The opening item was Toccata on Christ the Lord, an original composition by Bish. The final item on the printed programme was C.M. Widor's Toccata from Symphony V. The actual final piece - which was as upbeat as the rest - was played as 'brawta', at the request of the audience and Vivian Crawford, executive chairman and treasurer of the Ward Theatre Foundation, the organiser of the concert.
In greeting the audience, Bish expressed delight at being back in Jamaica to share music on "the king of instruments". In jest, she justified that description of the organ by saying that it takes up more space than any other musical instrument. Additionally, she said, it is the most versatile.
Bish demonstrated that versatility throughout the recital but it was especially evident in the second item, Joseph Haydn's Five Flute Clocks, which Bish played entirely on the organ's flute clocks. Their sound, as the name suggests, is flute-like.
Bish's third selection was yet another toccata, this one by the most famous organist of his time, J.S. Bach. The audience heard that the piece, Toccata in F Major, was tremendously difficult as the composer first put the melody in the right hand, then the left, then the feet and, finally, had two melodies going simultaneously.
Of course, Bish's execution of the complex work, involving all the organ's four family of sounds, was superb. It was fascinating watching her feet, clad in rhinestone-studded shoes, flashing over the pedals. One's attention was directed to Bish's feet because, earlier, she had quipped, "The more rhinestones you have on your shoes, the faster your feet go."
Bish jumped hundreds of years from Bach (born 1685) to the next composer, an American, Gordon Young. But his work, Jubilation Suite, was also complex, having as its movements Trumpet Tune, Aria, Album Leaf and Jubilation. Those names indicate the variety of the piece's moods.
Other composers featured in the recital were Louis Vierne (with Carillon de Westminster) and Theodore Dubois (Fiat lux). Bish also entertained with her own work, Dance of the Trumpets, a rhythm-filled piece which had members of the audience nodding their heads in time.
A particularly well-received item was Bish's arrangement of three well-known hymns, Come Thou Fount, Amazing Grace and There's a New Name Written Down in Glory. The first got a jazzy interpretation, the second was poignant and the third was jubilant, with a definite barn-dance tone to it.
Not surprisingly, Bish chose as her final (listed) piece a composition which, she said, "calls on all the resources of both the organ and the organist". The Widor toccata certainly has complexity, power and pleasing melodies.
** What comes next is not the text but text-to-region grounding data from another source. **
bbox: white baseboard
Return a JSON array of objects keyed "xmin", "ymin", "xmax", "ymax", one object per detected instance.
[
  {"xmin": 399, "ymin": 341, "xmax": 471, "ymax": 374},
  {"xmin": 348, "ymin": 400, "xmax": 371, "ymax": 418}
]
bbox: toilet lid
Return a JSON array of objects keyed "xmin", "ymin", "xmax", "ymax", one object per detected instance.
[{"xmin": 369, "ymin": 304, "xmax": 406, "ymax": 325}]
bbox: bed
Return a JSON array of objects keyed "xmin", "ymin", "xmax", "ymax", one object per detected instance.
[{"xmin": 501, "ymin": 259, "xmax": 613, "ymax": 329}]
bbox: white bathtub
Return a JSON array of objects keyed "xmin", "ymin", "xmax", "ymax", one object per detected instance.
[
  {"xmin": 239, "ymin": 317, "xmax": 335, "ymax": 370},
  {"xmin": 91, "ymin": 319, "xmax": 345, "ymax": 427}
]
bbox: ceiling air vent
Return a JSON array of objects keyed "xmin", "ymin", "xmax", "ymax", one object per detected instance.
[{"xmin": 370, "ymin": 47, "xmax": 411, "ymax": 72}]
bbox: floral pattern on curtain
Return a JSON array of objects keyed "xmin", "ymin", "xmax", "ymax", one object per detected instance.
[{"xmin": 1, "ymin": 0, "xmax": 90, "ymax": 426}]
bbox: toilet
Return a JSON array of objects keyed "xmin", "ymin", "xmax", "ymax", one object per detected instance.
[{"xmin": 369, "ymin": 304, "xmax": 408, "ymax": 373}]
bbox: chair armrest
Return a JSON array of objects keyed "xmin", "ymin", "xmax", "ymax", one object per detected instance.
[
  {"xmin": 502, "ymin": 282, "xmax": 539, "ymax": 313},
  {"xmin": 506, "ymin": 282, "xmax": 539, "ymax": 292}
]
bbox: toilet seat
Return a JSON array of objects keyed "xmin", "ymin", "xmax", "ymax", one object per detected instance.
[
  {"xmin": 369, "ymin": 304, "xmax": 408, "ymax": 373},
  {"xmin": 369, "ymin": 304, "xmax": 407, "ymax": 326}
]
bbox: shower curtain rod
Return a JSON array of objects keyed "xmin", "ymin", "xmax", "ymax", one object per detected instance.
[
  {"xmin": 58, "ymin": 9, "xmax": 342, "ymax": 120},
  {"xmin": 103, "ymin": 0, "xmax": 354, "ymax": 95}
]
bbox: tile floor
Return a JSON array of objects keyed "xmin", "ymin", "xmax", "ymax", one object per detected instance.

It also ended with a crescendo that pulled the audience to their feet in a well-deserved standing ovation for Bish. Minutes later, the organist was personally congratulated by Lady Allen who, with her husband, the governor general, was a patron of the function.
Restoration of the ward
It was organised as a fund-raising event and, according to the printed programme, the proceeds would go toward the "full restoration and grand reopening of the Ward Theatre on its 100th birthday in December 2012." Also from the booklet, in a message by Foundation Chairman Ruby Martin, one can read the tragic tale of the near-derelict theatre.
"Despite its rich and colourful history and the fact that it is one of our national treasures, the theatre has been closed since August 2007, when it was severely damaged by Hurricane Dean and prolonged rainfall thereafter. Without a significant injection of funds to rescue it, the Ward faces a future of permanent closure and lying in ruins."
The estimate is that refurbishing of the theatre will cost US$20 million. There has been much debate in the theatre community and elsewhere about whether spending that sort of money on the Ward makes sense.
Still, the theatre's Centennial Celebration Committee is currently planning the marketing of "a series of events, both domestically and throughout the major diaspora cities, designed to grow awareness of the Ward Theatre's significance in Jamaica's rich cultural history." The aim is to obtain funds and other support for the Ward Theatre.